In a criminal case the “Rules of Evidence” (i.e. the rules that govern what evidence is permitted to be considered in trial) allow for the introduction of evidence of the defendant’s “pertinent trait of character.”1 For example, if you are on trial and someone you know well has the opinion that you are an honest person, that person can testify and say so. Similarly, if someone knows your reputation in the community to be that of an honest person, the witness can testify to your reputation as well. Note that the opposite is also true, especially after you have “opened the door” by discussing your good character: the prosecution could bring their own witnesses to say that they believe that you are a dishonest person or that you have a reputation for being dishonest.
While witnesses can give their opinions and discuss your reputation for pertinent character traits in a criminal trial, they often cannot get into specific instances of your good or bad character.2 So for example in an assault trial, your best friend could testify that he has known you a long time, and that you are a “non-aggressive person,” but he could not provide an anecdotal story about how you once broke up a fight at a bar. Of course, perhaps the most powerful negative character evidence that can be presented at trial is your prior felony record, or even misdemeanor record if it includes crimes of dishonesty.3 Evidence of prior convictions is generally only admissible if you testify (i.e. if you exercise your right to remain silent it will likely not come up), so be prepared.
In my experience character evidence has an even greater impact in university discipline cases. These hearings usually do not follow the rules of evidence, so the types of character evidence that can be presented are much more robust. I always advise my clients to gather together several letters from people who know them well and can attest to their good character. Having these individuals testify in person or via Skype can also go a long way. In terms of “bad” character evidence at a university hearing, you can expect your prior infractions at the school and your grades to be considered by the hearing officer(s) in reaching a decision. Prior disciplinary infractions and poor grades both signal to university officials that you are at a high risk of reoffending.

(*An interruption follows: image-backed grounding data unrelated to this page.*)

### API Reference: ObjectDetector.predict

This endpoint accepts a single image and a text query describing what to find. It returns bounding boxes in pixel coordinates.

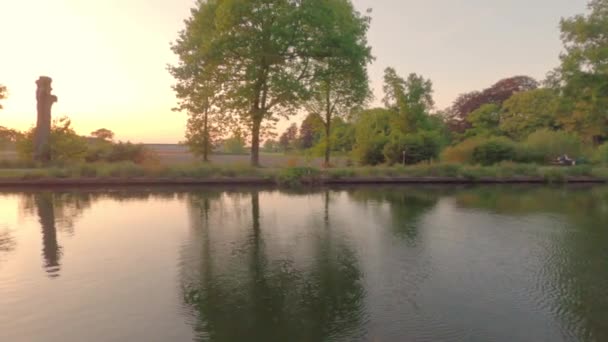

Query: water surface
[0,186,607,341]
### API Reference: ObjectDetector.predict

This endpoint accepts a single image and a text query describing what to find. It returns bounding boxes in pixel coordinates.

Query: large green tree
[169,7,229,163]
[464,103,502,138]
[554,0,608,143]
[383,68,434,134]
[299,112,324,149]
[499,89,560,140]
[303,0,372,166]
[171,0,327,166]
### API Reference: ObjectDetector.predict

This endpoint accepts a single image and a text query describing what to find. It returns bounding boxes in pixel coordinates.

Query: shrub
[16,117,88,163]
[472,137,516,165]
[593,143,608,165]
[523,129,582,163]
[383,131,441,165]
[276,167,320,187]
[353,135,389,166]
[441,137,489,164]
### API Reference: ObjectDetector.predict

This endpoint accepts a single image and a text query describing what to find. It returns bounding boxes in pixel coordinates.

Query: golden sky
[0,0,587,143]
[0,0,192,143]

Character evidence can be tricky. To be frank, I find that even most experienced attorneys do not know the intricacies of the rules. You need a strong Trial Lawyer well versed in the Rules of Evidence [here is a fun trick, ask your lawyer to name the character evidence rule off the top of his or her head]. At university hearings, certain categories of people seem to work best at influencing the hearing officer, so be sure to consult with an experienced University Discipline Attorney before the hearing.
Most importantly, foster good character within yourself so that you can always use it to your advantage.